Solo writer confirms Thandie Newton was too good for Solo



[ad_1]

Photo: Disney

This summer Solo: A story of Star Wars It was a scathing little picture, frivolous and frivolous, that probably did not deserve all the weight that had been thrown on his head – since the highly publicized departure of his original directors, until everyone unique the story of his mischievous anti-hero, the blame he took for apparently having killed a large number of Star wars plans for derivative films. One of the things Is deserves to be exasperated, however, that's the way he's wasting a superb performance by Thandie Newton, as his character, Val-Lover and partner Woody Harrelson's protagonist Becky, dies almost immediately after being introduced.

This point has never been so clear as today, when Jonathan Kasdan, who wrote the film with his father, Lawrence Kasdan, mastermind of Lucasfilm's story, issued a ticket containing essentially a textual commentary on the film. 25. The young Kasdan has been involved in the production of the film since the first day, so he has a lot of reflections on every stage of his development, including cool ideas for cut scenes – like a high-stakes canal race at through an earlier iteration. from Paul Bettany's headquarters – and small touches like all the Lovecraft references that made their debut in the big Kessel Run.
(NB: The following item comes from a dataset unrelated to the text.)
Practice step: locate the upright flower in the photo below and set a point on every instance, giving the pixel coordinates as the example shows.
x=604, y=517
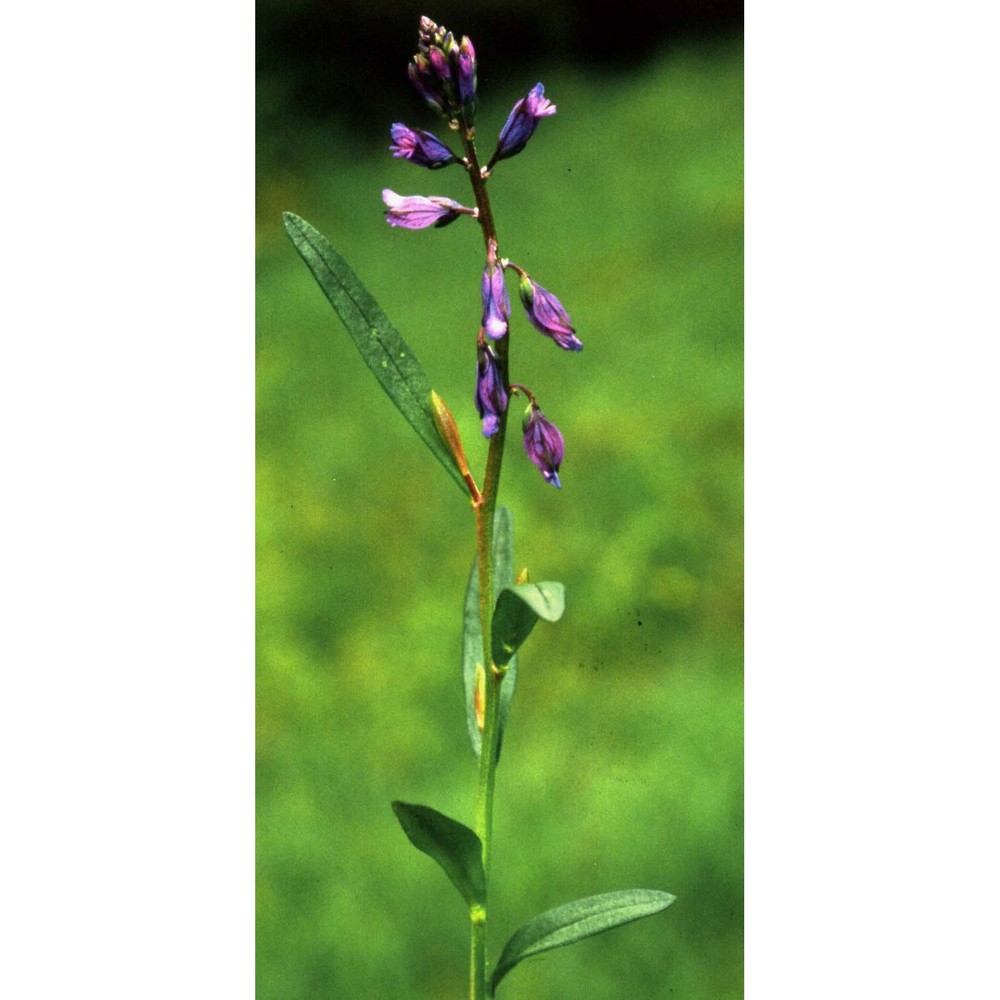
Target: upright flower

But the screenwriter has also taken a lot of pictures online for the list, and the treatment of the film by Newton is a big part of it.

Specifically, people got angry at Kasdan's No. 17 entry: "In retrospect, Thandie Newton may have been too good and interesting like Val … Thandie is so convincing that she is dead. The character feels a bit like a cheater. Although "actor too good" is usually a very good problem for a film, Kasdan describes it as an unfortunate side effect of Newton's excellence, not the decision of his scenario to create. a female character with the sole intention of throwing her for a cheap emotional effect. While the structure of the film is based to some extent on the fact that Beckett is forced to rely on untested Han after his real team was killed, but the choice always highlights the frequency of this kind of films . (People are also upset at the number 4 list entry, where Kasdan claims that Han's thermal detonator bluff in the previous scenes of the film is now retroactively the explicit inspiration for Leia Return of the Jedias if she could not imagine herself the bold and risky plan.)

To be clear, it is always very cool to see someone so intimately familiar with a big-budget movie breaking their reactions (even if there are more conversations about Bossk than one would expect). But Kasdan's list also highlights some of the reasons Solo could finally have fallen a bit flat, and relatively few of them have anything to do with the lack of perfidious lizard bounty hunters beyond the stars.